Accuracy Tuning Tools
A typical DeepStream perception pipeline includes a detector and the multi-object tracker, and each module has a number of parameters listed in the detector (PGIE) and tracker configuration files. For example, the clustering thresholds for detection post-processing, the Kalman filter parameters in tracker, etc. When users deploy such data processing pipelines in diverse applications, such as traffic, retail, warehouse etc, a pain point is how to find the optimal parameters with the highest accuracy KPI for each usecase. Manual parameter tuning requires in-depth knowledge on the algorithm and how each parameter would affect the functionality. Given the large number of parameters, the complexity of such process would increase exponentially.
Starting from DeepStream 7.0, a new tool PipeTuner is released for automatic accuracy tuning. It efficiently explores the (potentially very high-dimensional) parameter space and automatically finds the optimal parameters for the pipelines, which yields the highest KPI on the dataset. The difference between automatic and traditional manual tuning can be summarized as follows:
Approach |
Workflow |
Pros/Cons |
Requirements |
Automatic tuning using PipeTuner |
|
|
|
Manual tuning |
|
|
|
For more detailed tutorials, please check out PipeTuner User Guide from NGC for step-to-step setup instructions and all the technical details.
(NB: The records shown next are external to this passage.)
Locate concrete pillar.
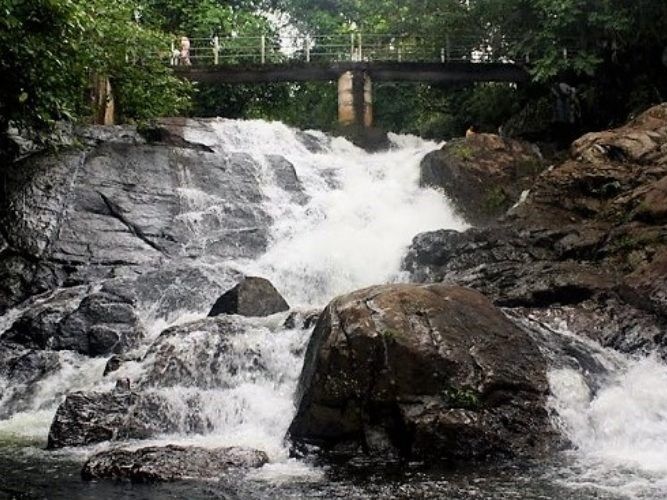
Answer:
[338,71,373,127]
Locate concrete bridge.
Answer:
[172,33,536,127]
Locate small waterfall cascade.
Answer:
[0,119,667,498]
[520,313,667,499]
[0,119,466,461]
In case manual tuning is still needed, we also provide in the following sections the functionality of some of the configuration parameters to give a better understanding on their potential impacts on both performance and accuracy on multi-object tracking operations.
PipeTuner for Automatic Tuning (Developer Preview)
Download
PipeTuner is hosted on NGC. Users need to download the following resources to start.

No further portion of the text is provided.